Lab: GCP Dataflow Batch Pipeline

Objective: Serverless Data Processing with Dataflow - Batch Analytics Pipelines with Cloud Dataflow (Python)

In this lab, you:

  • Write a pipeline that aggregates site traffic by user.
  • Write a pipeline that aggregates site traffic by minute.
  • Implement windowing on time series data.

Preparation

Jupyter notebook-based development environment setup

  • In the Console, expand the Navigation menu (Navigation menu icon), then select Vertex AI > Workbench.
  • Enable Notebooks API.
  • At the top of the page click New Notebook, and select Smart Analytics Framework > Apache Beam > Without GPUs
  • In the dialog box that appears, set the region to us-central1 and then click CREATE at the bottom.
  • Once the environment is ready, click the OPEN JUPYTERLAB link next to your Notebook name. This will open up your environment in a new tab in your browser.
  • Next, click Terminal. This will open up a terminal where you can run all the commands in this lab.

Download Code Repository

Next you will download a code repository for use in this lab.

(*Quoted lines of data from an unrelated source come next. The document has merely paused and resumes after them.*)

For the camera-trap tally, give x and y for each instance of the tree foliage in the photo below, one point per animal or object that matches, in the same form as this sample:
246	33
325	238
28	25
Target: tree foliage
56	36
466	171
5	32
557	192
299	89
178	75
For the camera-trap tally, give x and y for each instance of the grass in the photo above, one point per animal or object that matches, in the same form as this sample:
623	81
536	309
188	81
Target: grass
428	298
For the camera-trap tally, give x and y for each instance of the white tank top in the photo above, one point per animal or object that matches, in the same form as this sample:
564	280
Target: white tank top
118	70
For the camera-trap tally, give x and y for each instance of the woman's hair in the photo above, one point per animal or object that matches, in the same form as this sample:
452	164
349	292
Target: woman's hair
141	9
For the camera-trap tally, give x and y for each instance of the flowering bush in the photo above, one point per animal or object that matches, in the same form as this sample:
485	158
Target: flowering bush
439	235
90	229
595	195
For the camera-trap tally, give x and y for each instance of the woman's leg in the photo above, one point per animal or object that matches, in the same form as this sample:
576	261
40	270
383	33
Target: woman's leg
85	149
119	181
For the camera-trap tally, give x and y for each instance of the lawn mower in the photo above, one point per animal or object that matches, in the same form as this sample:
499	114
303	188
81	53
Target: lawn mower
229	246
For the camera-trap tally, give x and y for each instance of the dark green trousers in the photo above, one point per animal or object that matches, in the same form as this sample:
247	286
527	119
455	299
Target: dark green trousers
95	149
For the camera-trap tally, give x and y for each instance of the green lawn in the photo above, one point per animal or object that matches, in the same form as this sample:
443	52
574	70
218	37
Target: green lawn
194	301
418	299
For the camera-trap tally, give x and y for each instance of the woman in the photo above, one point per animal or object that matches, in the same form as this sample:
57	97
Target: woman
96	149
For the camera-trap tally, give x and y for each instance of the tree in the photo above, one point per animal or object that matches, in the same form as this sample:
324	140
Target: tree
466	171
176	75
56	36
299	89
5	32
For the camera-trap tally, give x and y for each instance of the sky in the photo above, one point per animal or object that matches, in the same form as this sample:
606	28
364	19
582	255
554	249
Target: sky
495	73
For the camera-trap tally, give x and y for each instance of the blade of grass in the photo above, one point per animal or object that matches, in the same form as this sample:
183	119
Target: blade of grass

  • In the terminal you just opened, enter the following:
git clone https://github.com/GoogleCloudPlatform/training-data-analyst
cd /home/jupyter/training-data-analyst/quests/dataflow_python/
  • On the left panel of your notebook environment, in the file browser, you will notice the training-data-analyst repo added.

  • Navigate into the cloned repo /training-data-analyst/quests/dataflow_python/. You will see a folder for each lab, which is further divided into a lab sub-folder with code to be completed by you, and a solution sub-folder with a fully workable example to reference if you get stuck.

Note: To open a file for editing purposes, simply navigate to the file and click on it. This will open the file, where you can add or modify code.

Aggregating site traffic by user

In this part of the lab, you write a pipeline that:

  1. Reads the day's traffic from a file in Cloud Storage.
  2. Converts each event into a CommonLog object.
  3. Sums the number of hits for each unique user by grouping each object by user ID and combining the values to get the total number of hits for that particular user.
  4. Performs additional aggregations on each user.
  5. Writes the resulting data to BigQuery.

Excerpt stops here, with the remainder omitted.